4. Hospital people are awesome.
Again, probably a hugely debatable point, but once my IV started up, I had a great time chatting with all of the hospital staff I encountered over the next 12 hours. Everyone from the paramedics to the nurses and even my doctor (with a British accent) were a delight to talk with, and they all did a great job of keeping me comfortable throughout the whole night. It might have been the fact that, as I mentioned earlier, I was the only sober person to come through, but for a first time hospital stay, I have to say I was impressed with the staff.
5. Your decisions are yours and yours alone.
This one is similar to point number one, but it has a slightly different message. My quick reappearance at Sasquatch was met with mostly positive feedback, but I’m aware that there were probably many critics who didn’t think I should have showed up back to work as soon as I did. My family and boyfriend were such critics, essentially scolding me for even thinking about going back to a music festival after such an ordeal. I did actually look very hard at the consequences getting back on my feet so soon, and took proper precautions, sitting out on all of the rowdy bands, and essentially cutting my coverage plan in half. I decided to accept full responsibility if I ended up worse off for it. In sum, I was appreciative for those who expressed their concerns, yet ultimately allowed me to choose for myself.

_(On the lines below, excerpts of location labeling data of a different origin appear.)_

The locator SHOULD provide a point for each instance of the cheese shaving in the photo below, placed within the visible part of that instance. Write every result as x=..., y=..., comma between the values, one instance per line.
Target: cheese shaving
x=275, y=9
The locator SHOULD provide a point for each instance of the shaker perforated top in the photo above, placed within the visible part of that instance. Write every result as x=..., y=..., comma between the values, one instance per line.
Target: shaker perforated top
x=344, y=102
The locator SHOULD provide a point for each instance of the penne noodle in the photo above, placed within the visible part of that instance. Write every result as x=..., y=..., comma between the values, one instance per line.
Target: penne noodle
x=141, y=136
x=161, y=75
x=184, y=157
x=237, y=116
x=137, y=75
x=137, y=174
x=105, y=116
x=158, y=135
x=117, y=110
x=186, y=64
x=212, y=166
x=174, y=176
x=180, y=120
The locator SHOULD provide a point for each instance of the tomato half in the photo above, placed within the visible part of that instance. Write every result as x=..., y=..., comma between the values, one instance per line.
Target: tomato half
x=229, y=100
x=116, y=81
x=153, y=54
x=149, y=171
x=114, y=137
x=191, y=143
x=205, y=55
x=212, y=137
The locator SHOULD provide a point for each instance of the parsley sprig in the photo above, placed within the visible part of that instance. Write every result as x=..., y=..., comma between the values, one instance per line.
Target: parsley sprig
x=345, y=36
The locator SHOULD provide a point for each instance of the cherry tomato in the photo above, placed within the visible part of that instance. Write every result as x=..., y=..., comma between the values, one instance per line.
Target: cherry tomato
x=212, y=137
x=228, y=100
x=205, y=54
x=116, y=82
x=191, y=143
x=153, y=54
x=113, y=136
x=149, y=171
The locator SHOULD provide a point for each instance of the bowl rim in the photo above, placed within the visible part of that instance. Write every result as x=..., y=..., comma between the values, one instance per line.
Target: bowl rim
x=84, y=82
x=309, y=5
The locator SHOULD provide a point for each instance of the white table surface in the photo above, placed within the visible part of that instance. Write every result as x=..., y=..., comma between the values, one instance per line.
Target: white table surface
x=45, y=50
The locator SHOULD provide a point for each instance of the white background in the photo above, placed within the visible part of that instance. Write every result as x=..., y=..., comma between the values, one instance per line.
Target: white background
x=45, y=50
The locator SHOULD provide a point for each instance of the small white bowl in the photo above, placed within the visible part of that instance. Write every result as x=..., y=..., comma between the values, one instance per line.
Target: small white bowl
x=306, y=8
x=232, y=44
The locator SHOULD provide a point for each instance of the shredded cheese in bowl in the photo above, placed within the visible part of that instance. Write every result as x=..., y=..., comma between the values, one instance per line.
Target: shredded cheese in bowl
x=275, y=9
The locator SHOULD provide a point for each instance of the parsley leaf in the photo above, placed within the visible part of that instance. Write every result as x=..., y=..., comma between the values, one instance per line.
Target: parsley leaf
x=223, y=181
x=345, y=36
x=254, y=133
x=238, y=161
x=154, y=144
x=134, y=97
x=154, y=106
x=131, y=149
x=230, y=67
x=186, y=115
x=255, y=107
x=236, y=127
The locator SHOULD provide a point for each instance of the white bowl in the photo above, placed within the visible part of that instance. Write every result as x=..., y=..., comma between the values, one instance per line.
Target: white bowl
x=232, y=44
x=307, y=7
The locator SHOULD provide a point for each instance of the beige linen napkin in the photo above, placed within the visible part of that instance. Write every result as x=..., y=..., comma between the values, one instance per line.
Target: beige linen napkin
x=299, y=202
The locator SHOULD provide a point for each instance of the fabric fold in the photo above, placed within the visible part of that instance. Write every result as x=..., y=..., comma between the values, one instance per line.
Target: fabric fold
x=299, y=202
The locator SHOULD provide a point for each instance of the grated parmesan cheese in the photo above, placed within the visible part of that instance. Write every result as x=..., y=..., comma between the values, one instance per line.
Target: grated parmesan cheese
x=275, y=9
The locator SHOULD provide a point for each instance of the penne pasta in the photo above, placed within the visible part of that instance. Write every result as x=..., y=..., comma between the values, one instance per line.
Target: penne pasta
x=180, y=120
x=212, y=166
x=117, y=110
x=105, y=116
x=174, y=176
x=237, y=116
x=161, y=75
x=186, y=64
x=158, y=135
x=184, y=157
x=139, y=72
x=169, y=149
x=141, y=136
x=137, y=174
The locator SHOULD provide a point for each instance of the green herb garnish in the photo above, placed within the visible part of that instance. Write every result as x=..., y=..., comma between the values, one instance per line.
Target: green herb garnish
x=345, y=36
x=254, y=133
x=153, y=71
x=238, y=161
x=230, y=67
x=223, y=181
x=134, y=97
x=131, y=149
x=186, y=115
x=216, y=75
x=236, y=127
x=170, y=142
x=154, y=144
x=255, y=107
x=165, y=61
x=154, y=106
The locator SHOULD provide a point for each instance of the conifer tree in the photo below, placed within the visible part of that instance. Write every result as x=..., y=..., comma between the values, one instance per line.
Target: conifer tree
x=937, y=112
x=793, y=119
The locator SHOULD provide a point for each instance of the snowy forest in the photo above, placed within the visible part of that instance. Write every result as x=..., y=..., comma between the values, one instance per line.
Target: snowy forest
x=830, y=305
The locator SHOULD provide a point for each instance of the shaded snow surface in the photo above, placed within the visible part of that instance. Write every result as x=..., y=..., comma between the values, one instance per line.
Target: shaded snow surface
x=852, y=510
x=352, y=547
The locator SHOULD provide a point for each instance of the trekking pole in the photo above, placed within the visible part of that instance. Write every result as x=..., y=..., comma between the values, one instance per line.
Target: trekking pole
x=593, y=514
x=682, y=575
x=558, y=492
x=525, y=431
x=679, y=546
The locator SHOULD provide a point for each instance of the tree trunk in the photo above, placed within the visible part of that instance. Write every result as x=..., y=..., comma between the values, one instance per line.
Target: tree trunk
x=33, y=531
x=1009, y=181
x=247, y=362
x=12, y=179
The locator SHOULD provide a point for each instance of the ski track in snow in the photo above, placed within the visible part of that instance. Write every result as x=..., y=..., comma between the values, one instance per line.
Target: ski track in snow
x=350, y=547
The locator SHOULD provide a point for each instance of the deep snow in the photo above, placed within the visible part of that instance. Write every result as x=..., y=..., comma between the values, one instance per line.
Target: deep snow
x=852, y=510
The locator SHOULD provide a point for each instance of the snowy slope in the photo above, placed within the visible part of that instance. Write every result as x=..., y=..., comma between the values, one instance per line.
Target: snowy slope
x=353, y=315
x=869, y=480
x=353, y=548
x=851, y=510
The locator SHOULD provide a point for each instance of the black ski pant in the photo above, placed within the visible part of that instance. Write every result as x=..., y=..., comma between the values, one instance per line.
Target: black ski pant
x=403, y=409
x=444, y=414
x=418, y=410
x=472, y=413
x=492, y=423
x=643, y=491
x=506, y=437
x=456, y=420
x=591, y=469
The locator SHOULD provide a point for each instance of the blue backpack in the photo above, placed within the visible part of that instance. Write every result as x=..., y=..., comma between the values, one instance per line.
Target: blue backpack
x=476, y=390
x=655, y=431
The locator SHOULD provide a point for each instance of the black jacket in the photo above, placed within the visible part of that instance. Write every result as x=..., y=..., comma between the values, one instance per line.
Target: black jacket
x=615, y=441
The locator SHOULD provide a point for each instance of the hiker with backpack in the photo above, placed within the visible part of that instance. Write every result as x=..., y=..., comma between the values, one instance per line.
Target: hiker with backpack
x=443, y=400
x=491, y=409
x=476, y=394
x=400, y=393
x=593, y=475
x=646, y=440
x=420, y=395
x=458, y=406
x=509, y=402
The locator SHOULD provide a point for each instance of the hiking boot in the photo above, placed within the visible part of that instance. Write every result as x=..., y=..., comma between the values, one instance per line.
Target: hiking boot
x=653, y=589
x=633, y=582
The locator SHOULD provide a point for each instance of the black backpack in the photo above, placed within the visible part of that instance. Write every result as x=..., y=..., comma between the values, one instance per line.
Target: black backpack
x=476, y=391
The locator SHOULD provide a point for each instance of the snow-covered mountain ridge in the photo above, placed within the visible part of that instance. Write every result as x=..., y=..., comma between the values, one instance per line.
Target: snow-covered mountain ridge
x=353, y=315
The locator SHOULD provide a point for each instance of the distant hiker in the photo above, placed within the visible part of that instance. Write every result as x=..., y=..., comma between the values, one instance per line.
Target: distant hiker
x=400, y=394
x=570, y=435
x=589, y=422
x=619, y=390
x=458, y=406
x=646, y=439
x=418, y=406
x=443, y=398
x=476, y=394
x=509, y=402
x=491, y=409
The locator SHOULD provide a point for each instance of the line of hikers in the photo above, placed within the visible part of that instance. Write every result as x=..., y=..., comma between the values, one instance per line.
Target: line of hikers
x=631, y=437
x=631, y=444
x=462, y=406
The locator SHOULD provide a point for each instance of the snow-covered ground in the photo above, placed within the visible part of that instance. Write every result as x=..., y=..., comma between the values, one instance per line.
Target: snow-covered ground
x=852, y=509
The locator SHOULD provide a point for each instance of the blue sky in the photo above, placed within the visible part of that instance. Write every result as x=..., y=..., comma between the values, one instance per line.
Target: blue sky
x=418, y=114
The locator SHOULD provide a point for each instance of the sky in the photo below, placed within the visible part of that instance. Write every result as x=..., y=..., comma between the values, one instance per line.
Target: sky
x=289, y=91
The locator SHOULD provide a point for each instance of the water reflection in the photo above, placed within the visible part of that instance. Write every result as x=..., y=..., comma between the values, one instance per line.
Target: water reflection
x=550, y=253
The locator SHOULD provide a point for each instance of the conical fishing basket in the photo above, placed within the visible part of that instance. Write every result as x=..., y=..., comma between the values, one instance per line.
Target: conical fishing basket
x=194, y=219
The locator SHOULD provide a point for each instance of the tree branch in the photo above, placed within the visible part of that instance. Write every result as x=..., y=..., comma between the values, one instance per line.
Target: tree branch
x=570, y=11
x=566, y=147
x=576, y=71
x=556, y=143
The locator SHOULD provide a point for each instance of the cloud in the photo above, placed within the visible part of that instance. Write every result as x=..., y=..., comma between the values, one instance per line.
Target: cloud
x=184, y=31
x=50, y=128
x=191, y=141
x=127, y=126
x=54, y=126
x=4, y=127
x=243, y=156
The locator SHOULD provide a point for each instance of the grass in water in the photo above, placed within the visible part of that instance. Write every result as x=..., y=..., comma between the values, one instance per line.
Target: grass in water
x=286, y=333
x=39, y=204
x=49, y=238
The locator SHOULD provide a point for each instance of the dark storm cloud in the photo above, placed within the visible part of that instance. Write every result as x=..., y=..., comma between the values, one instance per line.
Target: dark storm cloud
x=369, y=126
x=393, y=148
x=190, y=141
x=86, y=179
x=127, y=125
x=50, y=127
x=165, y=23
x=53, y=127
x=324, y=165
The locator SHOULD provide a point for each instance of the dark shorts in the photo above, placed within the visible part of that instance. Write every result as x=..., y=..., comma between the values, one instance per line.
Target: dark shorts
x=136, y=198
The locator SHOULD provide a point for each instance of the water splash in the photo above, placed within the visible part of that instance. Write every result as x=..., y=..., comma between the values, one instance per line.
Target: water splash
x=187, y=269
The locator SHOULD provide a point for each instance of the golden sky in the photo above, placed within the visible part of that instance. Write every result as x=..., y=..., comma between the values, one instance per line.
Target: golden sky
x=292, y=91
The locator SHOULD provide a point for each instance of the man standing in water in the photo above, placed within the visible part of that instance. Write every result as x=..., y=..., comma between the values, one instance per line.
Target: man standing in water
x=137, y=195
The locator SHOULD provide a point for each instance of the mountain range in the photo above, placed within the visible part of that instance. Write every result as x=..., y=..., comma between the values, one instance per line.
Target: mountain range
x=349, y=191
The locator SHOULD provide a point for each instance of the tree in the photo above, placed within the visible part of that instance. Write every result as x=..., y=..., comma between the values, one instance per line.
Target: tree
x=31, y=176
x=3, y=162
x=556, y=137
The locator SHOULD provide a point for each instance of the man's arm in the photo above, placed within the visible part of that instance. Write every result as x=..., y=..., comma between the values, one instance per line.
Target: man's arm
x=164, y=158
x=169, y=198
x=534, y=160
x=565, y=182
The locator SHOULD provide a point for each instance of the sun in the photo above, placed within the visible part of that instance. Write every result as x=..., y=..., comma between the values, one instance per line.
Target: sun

6. Injuries are the perfect lessons for teaching you to slow down and seek help.
Going off of the idea that less is more, I’ve been getting used to taking life slowly these past few days after Sasquatch. The simplest things such as opening a door, pushing a vacuum, or even coughing have been incredibly difficult and thus very frustrating for someone who prefers to do everything herself. I suspect I’ll make a terrible elderly person, insistent on doing everything myself til the day I die, but for now, appendicitis has been a great way of showing myself to slow down and ask for help when I need it.
Did I push it too hard over Sasquatch? Perhaps, since I spent the full 3 days after Sasquatch conked out on my couch. Do I regret any moment of it? Absolutely not. Would I do it over again? Hopefully I never have to!